Tradicionalmente o brasileiro é taxado de ter a memória curta, isso quer dizer que lhe é peculiar o pouco interesse no passado de seu país. Em vários aspectos discordamos dessa posição, contudo existem características no Brasil que nos arremata para esse tipo de pensamento, e uma delas é a FEB. Isso mesmo, a Força Expedicionária Brasileira é um assunto pouco expressado no meio acadêmico, a participação brasileira no conflito mundial de 39 a 45 é um grande território de estudo para as diversas universidades do país,  muito embora o tema seja pouco valorizado, as obras e estudos que têm como área de pesquisa a mobilização, atuação, resultados e desmobilização da Força Expedicionária Brasileira são de pouquíssimos autores em comparação a outros períodos da história brasileira. Nesse cenário, a memória dos que combateram no Teatro de Operações Europeu ficou sob a responsabilidade dos filhos, netos e bisnetos dos ex-combatentes que têm lutado com a mesma garra de seus antepassados para manter viva a honra que esses combatentes conseguiram nos campos de batalha italiano. Nessa “guerra” injusta contra a ignorância histórica, o trabalho se torna mais difícil com o passar dos anos e, quando os ex-combatentes nos deixarem, as Associações estarão enfadadas ao esquecimento se não houver um mudança de atitude no trato com a memória desses homens que viram a guerra, e voltaram sob a égide da vitória para o país, mas também destinados ao abandono do governo que os enviou.

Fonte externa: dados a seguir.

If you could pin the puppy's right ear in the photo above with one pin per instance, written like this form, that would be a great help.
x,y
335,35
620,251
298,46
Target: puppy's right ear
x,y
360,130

Existe um grupo de intelectuais que critica e questiona firmemente a atuação da FEB nos campos de batalha italianos, entre os quais citamos William Waack, um dos maiores jornalista que esse país possui é também autor do livro As Duas Faces da Glória, que trás uma visão jornalística das relações do Brasil com os demais Aliados, e se baseia em documentos trocados entre os ingleses e americanos juntamente com entrevistas de combatentes alemães que lutaram contra a FEB na campanha da Itália. Bem, claro que essas discussões são pertinentes e, até salutar, para o debate sobre a participação brasileira, contudo o ponto passivo entre os estudiosos e aficionados pelo assunto é a bravura dos soldados brasileiros no combate, isso deve ser o elemento central na exaltação da memória das futuras gerações. Uma divisão expedicionária que foi formada com soldados com claras deficiências físicas, com pouca ou nenhuma instrução, saídos de um exército que até anos antes tentou golpes de Estado que foram planejados e executados por membros de suas fileiras, um exército cujo último conflito de grandes proporções foi uma controversa guerra contra seu próprio povo, em uma cidade chamada Canudos, ainda no século XIX; e a FEB foi criada sob as ordens de um Estado ditatorial para lutar contra uma nação de regime semelhante, guardada as proporções. Essa divisão foi formada com soldados que, aparentemente, não foram bem vistos por seus Aliados, mas que no decorrer das missões mostrou-se ser de extrema bravura individual, lutando contra um inimigo experiente, vindos de outros fronts como a campanha russa, membros da temida Afrika Corps, um povo que estava lutando desde o final do século anterior. Nossos soldados foram viris frente a este inimigo, deixando de lado suas limitações logísticas e físicas demonstraram serem dignos da frase do grande escritor Euclides da Cunha, quando se referiu ao povo que o exército enfrentara na guerra de canudos – O nordestino é acima de tudo um forte, escreveu ele em sua obra-prima Os Sertões – no caso da FEB, não apenas o nordestino, mas o brasileiro se mostrou forte, enfrentando o seu oponente e todas as limitações, enfrentando o tempo, e o rígido inverno europeu, mesmo saído das regiões tropicais e nunca ter visto neve, lutou na neve, vencendo um inimigo árduo, o frio. Pode-se escrever livro questionando as operações da campanha, mas deveríamos escrever dez vezes mais, sobre a coragem dos febianos para deixar de legado para as próximas gerações.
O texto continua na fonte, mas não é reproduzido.